# Constant current load circuit? (20 amp) [closed]

I'm pretty new to stack exchange and I've only just gotten my basic circuit analysis classes done in college. For my school's solar racing team, I've been tasked with designing a constant current load circuit to discharge modules of the battery pack at 20 amps. I've done my research, but am still pretty lost as to what parts to use to design this circuit, and then convert it to a PCB. There are 35 modules, 12 batteries per module, and have voltage of 3.6 volts. The capacity is 36 Ah. Can anyone help me out with designing a constant current load that will discharge the modules at 15-20 amps?

Thanks a bunch, Alvin

• Are these batteries in the modules in series or parallel? – BeB00 May 26 '19 at 18:26
• @BeB00: If the voltage of a module is 3.6V, they would have to be in parallel, giving a system voltage of 126V and a capacity of 4536 W-h. – Dave Tweed May 26 '19 at 18:52
• @DaveTweed I was trying to clarify if the module voltages were 3.6V, or if alvin was talking about the individual batteries. I agree that he probably means the modules, but it's good to check – BeB00 May 26 '19 at 19:36
• Try this answer: electronics.stackexchange.com/questions/437111/… – Jack Creasey May 26 '19 at 21:46
• @DaveTweed they are in parallel, how did you guys know that? I’m such a novice when it comes to all this and I’m just trying to learn as much as possible...I would appreciate any extra advice you guys can provide – Alvin Li May 26 '19 at 22:01

Your discharge current range, 15A to 20A, doesn't require a 'constant current' sink. If you want to use it to test battery capacity, then monitor the current as you discharge the pack, and integrate.

The reason you don't want to do real 'constant current' is that it requires semiconductors dissipating a lot of power. That's expensive, and hard work in heatsinks.

One option is simply to use wire-wound resistors, dissipating to air. With '3.6v' batteries, they're obviously lithium, so will vary in voltage between 4.2 when fully charged and about 3v at end of life. Pick a total resistor value that will give you a suitable current across the range.

Another option is to use tungsten filament lamps. They have a relatively 'constant current' effect as the input voltage varies.
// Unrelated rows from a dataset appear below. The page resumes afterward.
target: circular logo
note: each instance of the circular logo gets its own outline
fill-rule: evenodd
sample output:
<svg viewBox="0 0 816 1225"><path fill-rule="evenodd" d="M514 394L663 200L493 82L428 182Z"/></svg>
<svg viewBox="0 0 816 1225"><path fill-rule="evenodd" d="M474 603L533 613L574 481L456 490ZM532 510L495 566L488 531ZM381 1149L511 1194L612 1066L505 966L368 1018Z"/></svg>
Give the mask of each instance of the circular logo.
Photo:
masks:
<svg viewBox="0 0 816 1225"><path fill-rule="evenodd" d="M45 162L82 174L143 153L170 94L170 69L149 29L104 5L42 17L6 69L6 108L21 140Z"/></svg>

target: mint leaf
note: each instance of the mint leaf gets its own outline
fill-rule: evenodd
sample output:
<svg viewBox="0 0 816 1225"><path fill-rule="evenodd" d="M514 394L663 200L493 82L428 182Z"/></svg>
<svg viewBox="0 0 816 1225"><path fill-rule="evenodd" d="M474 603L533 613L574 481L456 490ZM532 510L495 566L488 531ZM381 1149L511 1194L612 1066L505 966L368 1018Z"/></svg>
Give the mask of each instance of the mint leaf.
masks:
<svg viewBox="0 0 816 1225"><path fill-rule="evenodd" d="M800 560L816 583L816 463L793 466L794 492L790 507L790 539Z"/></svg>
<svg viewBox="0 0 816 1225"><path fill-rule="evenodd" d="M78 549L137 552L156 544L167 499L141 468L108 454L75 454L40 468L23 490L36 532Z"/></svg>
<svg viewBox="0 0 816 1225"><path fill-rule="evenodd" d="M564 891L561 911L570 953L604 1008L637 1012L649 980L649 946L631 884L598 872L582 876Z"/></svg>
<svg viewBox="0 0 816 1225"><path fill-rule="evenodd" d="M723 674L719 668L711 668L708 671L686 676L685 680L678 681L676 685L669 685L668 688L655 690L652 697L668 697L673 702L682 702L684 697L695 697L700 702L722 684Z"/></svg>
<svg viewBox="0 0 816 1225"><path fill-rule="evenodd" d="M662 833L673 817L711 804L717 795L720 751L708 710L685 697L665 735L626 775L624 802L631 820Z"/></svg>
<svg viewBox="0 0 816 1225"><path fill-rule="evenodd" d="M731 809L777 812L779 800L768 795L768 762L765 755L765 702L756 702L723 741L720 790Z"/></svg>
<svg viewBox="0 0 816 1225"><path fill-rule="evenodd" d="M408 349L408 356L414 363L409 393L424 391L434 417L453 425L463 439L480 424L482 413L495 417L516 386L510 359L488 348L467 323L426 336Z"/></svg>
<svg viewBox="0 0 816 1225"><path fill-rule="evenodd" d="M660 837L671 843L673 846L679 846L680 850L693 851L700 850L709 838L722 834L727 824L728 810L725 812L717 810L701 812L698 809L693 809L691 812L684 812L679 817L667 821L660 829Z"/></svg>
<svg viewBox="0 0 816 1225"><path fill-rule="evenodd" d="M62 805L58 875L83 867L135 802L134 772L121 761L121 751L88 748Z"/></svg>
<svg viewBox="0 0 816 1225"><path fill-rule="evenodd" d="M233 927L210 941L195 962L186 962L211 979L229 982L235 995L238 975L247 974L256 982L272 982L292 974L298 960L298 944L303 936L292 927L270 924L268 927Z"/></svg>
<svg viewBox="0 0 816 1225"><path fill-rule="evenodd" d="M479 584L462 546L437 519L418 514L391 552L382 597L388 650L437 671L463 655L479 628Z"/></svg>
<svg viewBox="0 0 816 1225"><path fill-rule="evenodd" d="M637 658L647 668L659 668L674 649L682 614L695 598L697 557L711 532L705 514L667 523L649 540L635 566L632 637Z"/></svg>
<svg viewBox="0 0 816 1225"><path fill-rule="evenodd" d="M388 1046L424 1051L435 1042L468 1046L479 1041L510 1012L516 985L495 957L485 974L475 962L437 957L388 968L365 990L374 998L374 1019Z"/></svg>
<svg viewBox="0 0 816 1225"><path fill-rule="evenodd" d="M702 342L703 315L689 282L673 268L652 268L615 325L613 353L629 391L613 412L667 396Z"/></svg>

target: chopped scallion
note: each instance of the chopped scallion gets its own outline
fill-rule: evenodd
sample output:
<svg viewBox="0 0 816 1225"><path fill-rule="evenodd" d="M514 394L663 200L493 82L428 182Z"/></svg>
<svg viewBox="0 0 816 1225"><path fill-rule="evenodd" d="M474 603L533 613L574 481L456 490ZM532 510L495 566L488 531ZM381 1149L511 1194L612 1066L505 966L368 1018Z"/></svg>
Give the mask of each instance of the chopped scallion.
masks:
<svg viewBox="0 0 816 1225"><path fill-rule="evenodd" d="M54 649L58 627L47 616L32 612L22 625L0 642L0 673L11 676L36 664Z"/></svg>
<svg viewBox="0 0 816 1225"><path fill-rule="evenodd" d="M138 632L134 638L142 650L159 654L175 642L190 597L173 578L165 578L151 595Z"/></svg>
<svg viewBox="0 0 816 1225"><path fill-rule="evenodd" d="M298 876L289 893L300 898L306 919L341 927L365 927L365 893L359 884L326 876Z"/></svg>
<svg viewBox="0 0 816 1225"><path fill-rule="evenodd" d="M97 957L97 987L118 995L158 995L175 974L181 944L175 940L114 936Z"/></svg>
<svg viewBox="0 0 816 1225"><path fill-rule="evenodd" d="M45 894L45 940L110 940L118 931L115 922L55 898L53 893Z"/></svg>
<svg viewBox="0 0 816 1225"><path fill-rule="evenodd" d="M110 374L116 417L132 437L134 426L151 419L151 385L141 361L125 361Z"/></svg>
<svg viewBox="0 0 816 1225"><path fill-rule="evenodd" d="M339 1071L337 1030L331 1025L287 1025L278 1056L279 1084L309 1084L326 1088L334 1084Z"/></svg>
Whereas the voltage across a resistor varies as $$\IR\$$, the voltage across a filament lamp varies as about $$\I^{1.5}R\$$, so the current will vary much less as the voltage varies. The huge advantage of a lamp in a power dissipation application is that they are designed to run very hot, and can dissipate much more power per space or per dollar than resistors.

• Yes, this is a good idea, I think this will involve several kilowatts dissipation, so using lamps will be a huge cost saver. I'd recommend series/parallel combo of 12V halogens, because their thick filament makes them very resistant to shock, 120/230V lamps are more fragile. Since this is for a solar racing vehicle, this "battery discharger" may have to be hauled around to competitions, so toughness is important. If the battery is close to standard mains voltage, a space heater will work fine too. – peufeu May 26 '19 at 20:11

In general terms, you'll need

• a transistor to control the current — at this low voltage and relatively high current, you'll want a power MOSFET mounted on a beefy heatsink.
• a circuit to monitor the current and control the transistor
• a circuit to monitor the voltage and cut off the current before the voltage gets too low

Since this is a form of homework, I'm not going to go into details here.

If you come up with a design about which you have doubts, show it to us. Note that we discourage broad, open-ended design review questions here on EE.SE, because the answer(s) tend to become long strings of unrelated edits and/or comments. While this might help you with your immediate problems, it is of no value to the site overall. We DO allow design review questions in which you explain your choices and then focus on a few points about which you still have doubts. To get a better feel of what is or is not acceptable, search for "design review" on the meta site.